INSIGHTS: Would you merge two similar products or run them separately?




This is a common challenge data scientists face in large companies having different, but somewhat similar, products (Messenger-Whatsapp, Airbnb-Hotel Tonight, etc.). Should the different products be merged into just one product/app or live separately? From a data science perspective, how to estimate whether the main metric (engagement, revenue, etc.) will be higher with two separate apps or just one?

We can safely guess that many users use both apps. Whatsapp has almost 3 billion users and Messenger 1 billion or so. It would be hard to imagine those numbers are achievable with no overlap in user base.
Assuming we have full data about user behavior for both apps, the main question we want to answer is how users interact with them. What are the differences in usage? Why are they switching from one to the other one? Are they taking different actions when chatting on Messenger vs Whatsapp? Are they chatting with the same people or different ones? Are chats longer on one app? Essentially, do the different apps serve different purposes or it is fairly irrelevant for people whether they use one or the other one?

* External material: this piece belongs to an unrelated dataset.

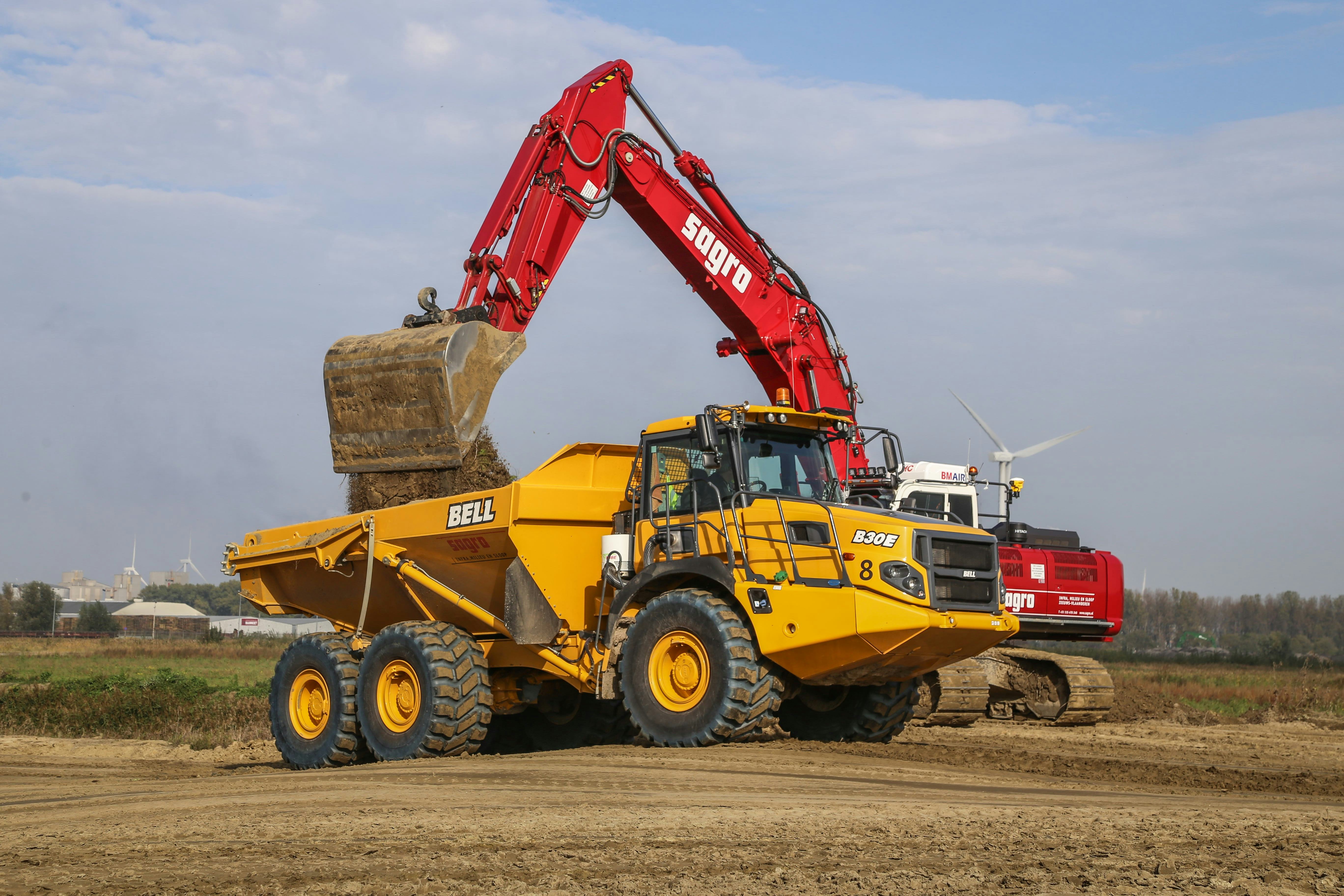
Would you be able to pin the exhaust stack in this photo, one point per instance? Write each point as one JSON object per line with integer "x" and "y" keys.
{"x": 410, "y": 398}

The more overlap there is in user behavior across the apps, the safer would be to merge them. If users are using the apps in different ways, merging them would be very complicated and risky. For instance, currently Whatsapp makes it easier to take and send pictures or to make phone calls. Messenger makes it easier to post a story. Which feature would take priority in a hypothetical final app?

Eventually, you want to treat this just like any other data science problem. Most of data science is based on the idea of trying small and incremental changes via A/B testing. Create a clearly defined hypothesis, test it, look at the results, iterate. There is no reason why here the approach should be different. A major sudden change like merging the apps would imply so many changes, effectively making it impossible to test any small hypothesis independently.

Instead, it would be much more sound and safer to go step by step, one small test at the time, trying to make the two app UI/UX become more similar. If, as the apps start converging, you can show that engagement goes up, keep iterating. If, as you test feature by feature trying to make the apps more similar, engagement drops, then figure out why and either try different tests or, in the extreme case, give up on the idea and just develop the two apps separately.

Example: currently, posting a story on Messenger is one tap. It is two taps on Whatsapp. Use current data to identify the impact of that feature on, say, engagement. Then decide if you want to test making it one tap on Whatsapp too or 2 taps on Messenger. In any case, test a UI change such that it becomes the same number of taps in both apps. If engagement wins after the test, keep iterating moving to a new feature that’s implemented differently in the two apps. And so on.